This package contains a small cron implementation called gcrond.

It was written due to a perceived lack of a proper, simple cron implementation. All other cron implementation I came across were either decade old, abandoned pieces of horror ("Cool, I didn't even know that C syntax allows this!") or hopelessly integrated into other, much larger projects (e.g. absorbed by SystemD or in the case of OpenBSD cron, married to special OpenBSD syscalls).

It was a fun little exercise and it seems to work so far. No idea about standards compliance tough, the implementation was mostly written against the Wikipedia article about Cron.

License

The source code in this package is provided under the OpenBSD flavored ISC license. So you can practically do as you wish, as long as you retain the original copyright notice. The software is provided "as is" (as usual) with no warranty whatsoever (e.g. it might actually do what it was designed for, but it could just as well set your carpet on fire).

The sub directory m4 contains third party macro files used by the build system which may be subject to their own, respective licenses.

Portability

The program in this package has been written for and tested on a GNU/Linux system, so there may be some GNU-isms in there in addition to Linux specific code. Depending on your target platform, some minor porting effort may be required.

Building and installing

This package uses autotools. If you downloaded a distribution tar ball, simply run the configure script and then make after the Makefile has been generated. A list of possible configure options can be viewed by running configure --help.
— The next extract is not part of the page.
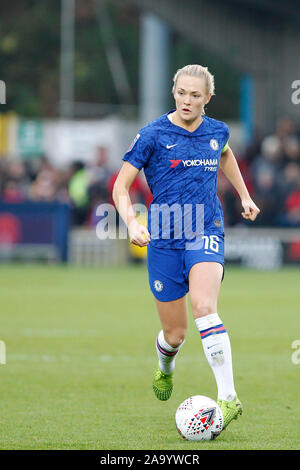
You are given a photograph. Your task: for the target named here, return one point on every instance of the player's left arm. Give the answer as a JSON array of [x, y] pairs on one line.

If you really wish to do so, run make install to install the program on your system.

When working with the git tree, run the autogen.sh script to generate the configure script and friends.

Crontab File Format

The cron daemon reads its configuration from all files it can find in /etc/crontab.d/ (exact path can be configured).
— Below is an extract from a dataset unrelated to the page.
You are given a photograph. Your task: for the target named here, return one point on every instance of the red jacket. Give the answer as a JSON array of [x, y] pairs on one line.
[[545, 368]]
The files are read line by line. Empty lines or lines starting with '#' are skipped.

Each non-empty line consists of the typical cron fields:

  1. The minute field. Legal values are from 0 to 59.
  2. The hour field. Legal values are from 0 to 23.
  3. The day of month field. Legal values are from 1 to 31 (or fewer, depending on the month.
  4. The month field. Legal values are from 1 to 12 (January to December) or the mnemonics JAN, FEB, MAR, APR, ...
  5. The day of week field. Legal values are from 0 to 6 (Sunday to Saturday) or the mnemonics SUN, MON, TUE, WED, ...
  6. The command to execute.

The fields are separated by spaces. For the time matching fields, multiple comma separated values can be specified (e.g. MON,WED,FRI for a job that should run on Mondays, Wednesdays and Fridays).
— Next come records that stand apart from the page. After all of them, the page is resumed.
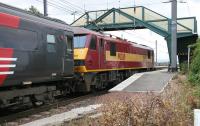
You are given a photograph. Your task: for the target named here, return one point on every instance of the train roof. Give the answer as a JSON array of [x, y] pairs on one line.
[[80, 30], [47, 21]]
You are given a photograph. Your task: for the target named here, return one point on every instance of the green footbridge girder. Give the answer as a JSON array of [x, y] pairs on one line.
[[139, 18]]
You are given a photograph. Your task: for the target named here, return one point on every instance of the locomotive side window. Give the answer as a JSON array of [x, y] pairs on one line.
[[18, 39], [79, 41], [93, 42], [69, 43], [112, 49], [51, 38], [51, 43], [149, 54]]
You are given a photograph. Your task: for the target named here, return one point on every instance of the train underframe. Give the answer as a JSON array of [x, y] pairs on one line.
[[37, 94]]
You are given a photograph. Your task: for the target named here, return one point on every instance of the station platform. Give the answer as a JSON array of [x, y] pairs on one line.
[[154, 81]]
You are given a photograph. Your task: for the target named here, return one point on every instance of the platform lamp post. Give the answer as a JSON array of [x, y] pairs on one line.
[[173, 64], [74, 13]]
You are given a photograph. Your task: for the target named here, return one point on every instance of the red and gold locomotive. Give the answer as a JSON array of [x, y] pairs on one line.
[[37, 63], [102, 59]]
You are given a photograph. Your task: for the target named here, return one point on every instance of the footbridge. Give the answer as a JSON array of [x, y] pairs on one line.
[[140, 18]]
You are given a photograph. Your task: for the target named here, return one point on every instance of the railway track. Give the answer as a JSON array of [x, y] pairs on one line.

The wild-card character * matches any legal value. An stepping can be specified by appending / and then a stepping (e.g. for the minute field, */5 would let a job run every five minutes).

A range of values can also be specified as <lower>-<upper>, for instance MON-FRI would match every day from Monday to Friday (equivalent to 1-5).

Intervals and specific values can be combined, for instance a day of month field */7,13,25 would trigger once a week, starting from the first of the month (1,7,14,21,28), but additionally include the 13th and the 25th. The same could be expressed as 1-31/7,13,25.

Instead of specifying a terse cron matching expression, the first five fields can be replaced with one of the following mnemonics:

  • @yearly or @anually is equivalent to 0 0 1 1 *, i.e. 1st of January at midnight
  • @monthly is equivalent to 0 0 1 * *, i.e. 1st of every month at midnight
  • @weekly is equivalent to 0 0 * * 0, i.e. every Sunday at midnight
  • @daily is equivalent to 0 0 * * *, i.e. every day at midnight
  • @hourly is equivalent to 0 * * * *, i.e. every first minute of the hour

Lastly, the command field is not broken down but passed to /bin/sh -c as is.

Security Considerations

The cron daemon currently has no means of specifying a user to run the jobs as, so if cron runs as root, the jobs it starts do as well. Since by default it reads its configuration from /etc which by default is only writable by root, this shouldn't be too much of a problem when using cron for typical system administration tasks.

If a job should run as another user, tools such as su, runuser, setpriv et cetera need to be used.

Possible Future Directions

The following things would be nice to have:

  • decent logging for cron and the output of the jobs.
  • cron jobs per user, e.g. scan ~/.crontab.d or similar and run the collected jobs as the respective user.
  • timezone handling
  • some usable strategy for handling time jumps, e.g. caused by a job that syncs time with an NTP server on a system without RTC.